Newton's first  law of inertia discourages sudden, large scale changes within a closed system or cycle. In time, energy transforms and ripples across from person to person, from the worlds of our minds and into the emerging mind of the world, which we have designated as: the apparent, the responsive, the ever constant shifting; 'real world'. When that law of motion is tested, the result is most likely, the extensive release of sudden energy and often cataclysmic change. Our role here has been defined by our awareness and actions within the communities among which find ourselves.
In 2016, scientists gathered to discuss the global catalysis that had been taking place since the end of the last ice age over 10,000 years ago, where glaciers might had grown as far as Chicago in the state of Illinois. They had come to decision that due to the magnitude of the growing human impacts on the environment, that we had historically entered a new period in geological time and that the true mark of the transition had been the release of the atomic bomb in 1950.

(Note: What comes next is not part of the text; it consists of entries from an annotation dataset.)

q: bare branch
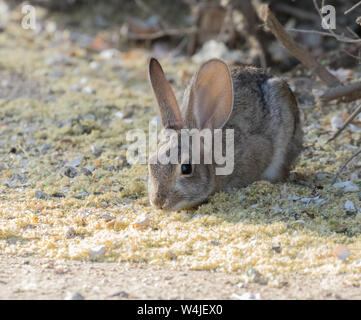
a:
[121,28,197,40]
[345,1,361,15]
[331,148,361,184]
[317,81,361,104]
[327,104,361,143]
[286,28,361,43]
[260,5,341,87]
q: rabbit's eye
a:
[181,164,192,174]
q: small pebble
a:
[90,145,103,157]
[89,61,100,70]
[40,143,51,154]
[65,227,76,239]
[345,200,356,212]
[232,292,261,300]
[332,244,350,260]
[35,190,48,199]
[82,86,95,94]
[69,84,81,92]
[62,166,79,178]
[100,49,120,60]
[67,156,84,167]
[89,246,106,258]
[65,292,84,300]
[80,168,92,176]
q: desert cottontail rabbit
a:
[148,58,303,210]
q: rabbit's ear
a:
[149,58,183,130]
[190,59,233,129]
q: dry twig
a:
[331,148,361,184]
[317,81,361,104]
[327,103,361,143]
[260,5,341,87]
[345,1,361,14]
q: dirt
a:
[0,255,361,300]
[0,1,361,299]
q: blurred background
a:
[0,0,361,71]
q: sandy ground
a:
[0,255,361,299]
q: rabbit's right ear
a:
[190,59,233,129]
[149,58,183,130]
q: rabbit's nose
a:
[152,193,165,209]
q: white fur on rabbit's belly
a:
[262,147,286,182]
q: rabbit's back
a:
[219,67,302,189]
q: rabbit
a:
[148,58,303,211]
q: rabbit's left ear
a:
[189,59,233,130]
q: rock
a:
[100,49,120,60]
[232,292,261,300]
[90,145,103,157]
[345,200,356,212]
[89,61,100,70]
[40,143,51,154]
[84,166,95,172]
[65,227,76,239]
[333,181,360,193]
[68,84,81,92]
[67,156,84,167]
[65,292,84,300]
[192,40,242,63]
[114,111,124,119]
[89,246,106,258]
[332,244,350,260]
[82,86,95,94]
[51,192,65,198]
[62,166,79,178]
[35,190,48,199]
[79,77,88,84]
[80,168,92,176]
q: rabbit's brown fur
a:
[149,59,303,210]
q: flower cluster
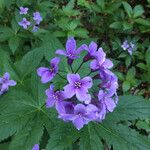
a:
[121,40,135,55]
[19,7,43,32]
[0,72,16,95]
[32,144,39,150]
[37,37,118,130]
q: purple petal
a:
[8,80,17,86]
[96,48,106,65]
[32,144,39,150]
[73,117,85,130]
[46,98,55,108]
[98,90,105,100]
[56,49,67,56]
[76,88,91,104]
[0,78,3,84]
[37,67,49,76]
[66,37,76,52]
[67,73,80,84]
[82,77,93,89]
[90,59,99,70]
[105,98,116,112]
[74,104,86,114]
[89,42,97,55]
[102,59,113,69]
[76,44,88,54]
[51,57,60,66]
[64,84,75,98]
[41,71,54,83]
[3,72,10,80]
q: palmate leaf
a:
[46,121,79,150]
[93,121,150,150]
[0,72,52,150]
[47,95,150,150]
[107,95,150,121]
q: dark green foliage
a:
[0,0,150,150]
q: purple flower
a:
[64,74,93,104]
[19,18,31,29]
[56,37,87,63]
[121,40,130,50]
[121,40,135,55]
[33,12,43,25]
[83,42,98,62]
[20,7,29,15]
[0,72,16,95]
[90,48,113,70]
[32,26,39,32]
[45,85,65,112]
[98,90,116,112]
[99,70,118,95]
[37,57,60,83]
[63,104,95,130]
[32,144,40,150]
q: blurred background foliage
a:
[0,0,150,148]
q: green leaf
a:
[125,56,132,67]
[126,67,136,80]
[136,63,146,70]
[46,122,79,150]
[133,5,144,18]
[122,1,133,18]
[9,112,44,150]
[20,48,43,79]
[41,33,64,61]
[93,120,150,150]
[96,0,105,10]
[122,81,131,92]
[79,124,104,150]
[135,18,150,26]
[109,21,122,29]
[107,95,150,121]
[9,36,20,54]
[145,47,150,65]
[0,27,14,42]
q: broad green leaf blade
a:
[8,36,20,54]
[107,95,150,121]
[79,124,104,150]
[10,112,43,150]
[0,89,38,140]
[41,33,64,61]
[20,48,43,79]
[122,1,133,18]
[94,120,150,150]
[133,5,144,18]
[46,122,79,150]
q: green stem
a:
[75,61,84,73]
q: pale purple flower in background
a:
[64,74,93,103]
[121,40,130,50]
[37,57,60,83]
[99,69,118,95]
[33,12,43,25]
[83,41,98,62]
[32,144,40,150]
[98,90,116,112]
[63,104,95,130]
[90,48,113,70]
[19,18,31,29]
[121,40,135,55]
[45,85,65,112]
[56,37,87,63]
[0,72,17,95]
[32,26,39,32]
[20,7,29,15]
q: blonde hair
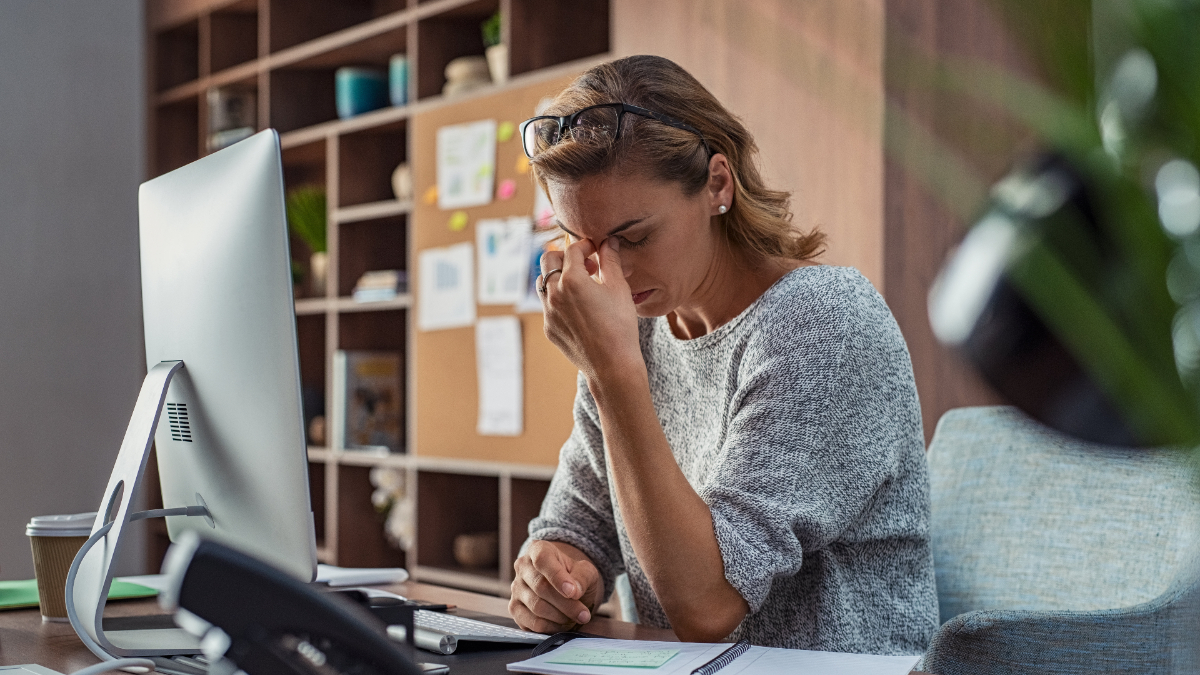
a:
[530,55,824,261]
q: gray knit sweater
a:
[529,265,937,653]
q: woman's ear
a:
[708,153,733,215]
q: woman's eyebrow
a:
[554,216,646,239]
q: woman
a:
[509,56,937,653]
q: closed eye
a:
[617,234,650,249]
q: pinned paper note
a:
[438,120,496,209]
[496,121,517,143]
[516,229,562,312]
[416,243,475,330]
[546,647,679,668]
[533,185,554,229]
[475,316,524,436]
[475,216,532,305]
[496,178,517,202]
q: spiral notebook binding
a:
[691,640,750,675]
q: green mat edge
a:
[0,579,158,610]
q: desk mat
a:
[0,579,158,610]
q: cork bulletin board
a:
[409,76,576,465]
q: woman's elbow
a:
[671,596,750,643]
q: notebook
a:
[509,638,920,675]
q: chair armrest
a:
[923,587,1200,675]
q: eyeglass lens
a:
[521,106,620,156]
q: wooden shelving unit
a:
[146,0,611,595]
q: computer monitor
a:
[68,130,317,656]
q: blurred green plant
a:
[479,11,500,47]
[287,185,328,253]
[886,0,1200,447]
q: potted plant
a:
[287,185,329,295]
[480,11,509,84]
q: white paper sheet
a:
[317,563,408,586]
[516,229,562,313]
[509,638,920,675]
[416,243,475,330]
[475,316,524,436]
[438,120,496,209]
[475,216,533,305]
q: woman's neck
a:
[667,247,816,340]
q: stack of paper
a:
[509,638,920,675]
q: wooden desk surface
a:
[0,581,677,675]
[0,581,919,675]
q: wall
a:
[0,0,145,579]
[612,0,884,285]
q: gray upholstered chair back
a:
[929,406,1200,621]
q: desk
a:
[0,581,918,675]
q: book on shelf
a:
[330,350,404,454]
[353,269,408,303]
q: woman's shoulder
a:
[756,265,890,328]
[749,265,904,353]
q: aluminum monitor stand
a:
[66,360,212,661]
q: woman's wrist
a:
[587,362,650,410]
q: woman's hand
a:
[539,237,646,382]
[509,540,604,633]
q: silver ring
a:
[538,268,563,295]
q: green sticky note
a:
[546,647,679,668]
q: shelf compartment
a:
[209,0,258,72]
[416,471,500,580]
[508,478,550,567]
[337,465,406,567]
[281,138,325,190]
[337,305,408,345]
[270,68,337,133]
[155,96,200,175]
[337,120,408,208]
[296,313,328,437]
[334,199,413,223]
[308,460,325,549]
[415,0,499,100]
[154,19,200,91]
[278,21,408,68]
[337,216,408,294]
[270,0,407,54]
[509,0,610,74]
[409,566,509,597]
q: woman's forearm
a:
[588,366,749,641]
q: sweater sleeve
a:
[700,289,919,613]
[526,375,625,598]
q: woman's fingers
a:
[517,550,592,623]
[512,578,577,626]
[541,251,563,277]
[563,239,596,276]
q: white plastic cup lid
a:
[25,512,96,537]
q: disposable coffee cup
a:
[25,512,96,621]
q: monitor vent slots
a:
[167,404,192,443]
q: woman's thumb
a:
[596,237,625,281]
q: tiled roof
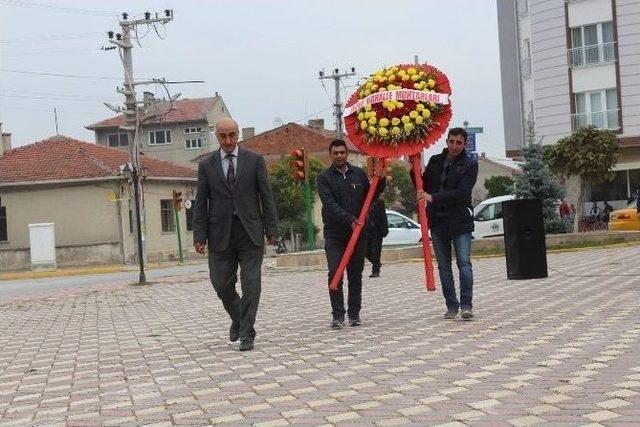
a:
[87,96,222,130]
[0,135,196,184]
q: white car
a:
[473,194,516,239]
[382,209,422,246]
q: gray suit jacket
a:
[192,148,277,252]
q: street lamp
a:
[122,163,149,285]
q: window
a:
[184,200,196,231]
[0,199,9,242]
[107,132,129,147]
[520,39,531,79]
[160,200,176,233]
[587,170,633,201]
[184,138,202,150]
[149,130,171,145]
[516,0,529,16]
[573,89,620,130]
[474,203,502,221]
[184,127,202,134]
[569,21,615,67]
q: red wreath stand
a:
[329,64,451,292]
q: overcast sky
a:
[0,0,504,157]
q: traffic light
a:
[173,190,182,210]
[291,148,306,181]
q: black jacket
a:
[367,197,389,237]
[422,148,478,236]
[317,164,386,239]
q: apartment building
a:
[497,0,640,206]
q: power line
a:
[0,69,131,81]
[0,0,117,16]
[0,31,104,43]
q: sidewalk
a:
[0,247,640,426]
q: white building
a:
[497,0,640,206]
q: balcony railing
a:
[520,58,531,79]
[571,109,620,130]
[568,42,616,68]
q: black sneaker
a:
[349,316,362,326]
[331,319,344,329]
[240,338,253,351]
[444,308,458,319]
[229,322,240,342]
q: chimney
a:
[0,123,12,156]
[142,92,156,111]
[242,127,256,141]
[308,119,324,129]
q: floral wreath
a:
[344,64,451,157]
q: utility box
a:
[29,223,56,270]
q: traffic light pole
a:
[173,205,184,264]
[304,177,316,251]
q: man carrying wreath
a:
[317,139,385,329]
[412,128,478,320]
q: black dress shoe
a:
[240,338,253,351]
[331,319,344,329]
[229,322,240,342]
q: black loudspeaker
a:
[502,199,547,279]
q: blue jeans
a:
[431,232,473,309]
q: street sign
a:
[467,133,476,153]
[464,126,484,135]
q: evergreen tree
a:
[513,143,565,233]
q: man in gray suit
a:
[193,118,277,351]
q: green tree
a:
[269,155,324,244]
[513,143,565,233]
[544,126,620,232]
[484,175,514,198]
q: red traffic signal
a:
[173,190,182,210]
[291,148,306,181]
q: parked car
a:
[382,209,422,246]
[609,200,640,231]
[473,194,516,239]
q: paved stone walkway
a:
[0,246,640,426]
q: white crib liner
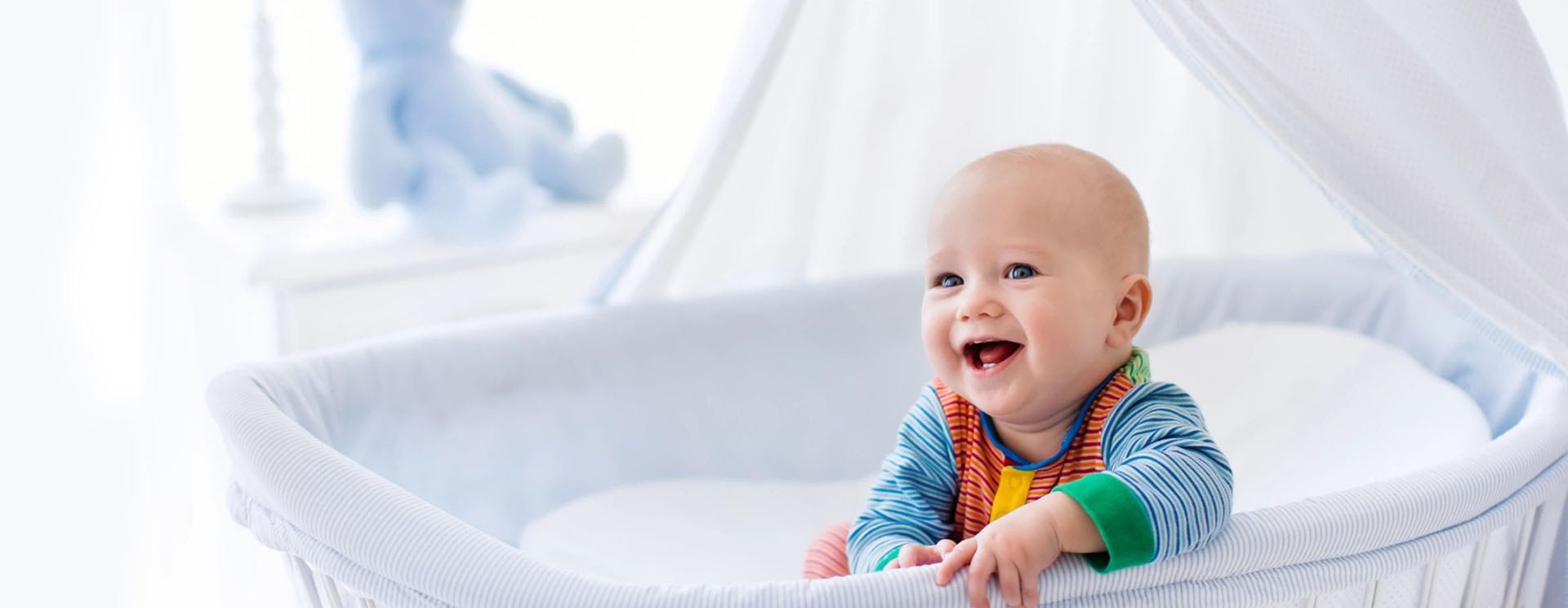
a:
[208,254,1568,606]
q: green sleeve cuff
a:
[1055,473,1154,572]
[872,545,903,572]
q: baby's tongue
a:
[980,342,1018,363]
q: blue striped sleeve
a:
[1102,383,1232,561]
[847,384,958,574]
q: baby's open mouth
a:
[964,340,1024,370]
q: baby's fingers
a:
[936,539,977,588]
[969,550,996,608]
[996,559,1024,608]
[1019,570,1040,606]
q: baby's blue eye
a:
[1007,264,1038,279]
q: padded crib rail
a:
[256,470,1568,608]
[208,259,1568,608]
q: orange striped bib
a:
[931,348,1149,540]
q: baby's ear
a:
[1106,274,1154,348]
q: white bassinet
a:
[208,0,1568,608]
[208,257,1568,606]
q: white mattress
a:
[519,324,1491,583]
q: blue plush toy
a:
[343,0,626,240]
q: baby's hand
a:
[936,500,1062,608]
[883,539,956,570]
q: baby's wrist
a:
[1040,492,1106,553]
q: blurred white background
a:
[0,0,1568,606]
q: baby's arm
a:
[847,385,958,574]
[1052,383,1232,572]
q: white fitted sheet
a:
[519,323,1491,583]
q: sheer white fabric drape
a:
[608,0,1364,301]
[1137,0,1568,373]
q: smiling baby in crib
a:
[806,144,1231,606]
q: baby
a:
[806,146,1231,606]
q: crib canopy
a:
[605,0,1568,375]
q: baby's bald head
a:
[930,144,1149,274]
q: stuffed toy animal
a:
[343,0,626,242]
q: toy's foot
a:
[561,133,626,201]
[409,169,549,243]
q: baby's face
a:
[922,161,1125,424]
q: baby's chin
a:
[958,383,1024,419]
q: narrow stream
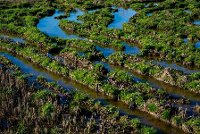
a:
[0,8,200,133]
[0,51,184,134]
[66,8,85,23]
[37,10,82,39]
[152,60,199,74]
[108,7,137,29]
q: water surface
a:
[0,51,183,134]
[153,60,199,74]
[122,42,140,55]
[96,45,115,57]
[108,8,137,29]
[0,35,26,44]
[66,8,85,23]
[37,10,82,39]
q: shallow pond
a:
[193,20,200,25]
[66,8,85,23]
[153,61,199,74]
[37,10,82,39]
[96,45,115,57]
[0,35,26,44]
[108,8,137,29]
[122,42,140,55]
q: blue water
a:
[66,8,85,23]
[153,61,199,74]
[37,10,82,39]
[0,52,74,90]
[88,9,99,13]
[94,61,113,72]
[96,46,115,57]
[0,35,26,44]
[195,41,200,48]
[108,8,137,29]
[122,42,140,55]
[193,20,200,25]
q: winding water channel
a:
[0,8,200,133]
[0,51,183,133]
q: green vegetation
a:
[0,0,200,134]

In today's economy, developing countries are supplying the economies of more industrialized countries across the globe in order to supply a growing population and a growing demand within a more urbanized setting. The expanding population of our species are just as impactful as our bad habits. Features of this global expansion has so far included the improper disposal of waste in addition to the generation of large quantities of hazardous materials. This kind of behaviour is comparable to a ruptured major blood vessel in that we have only a short time to diagnose the problem and implement necessary recovery techniques.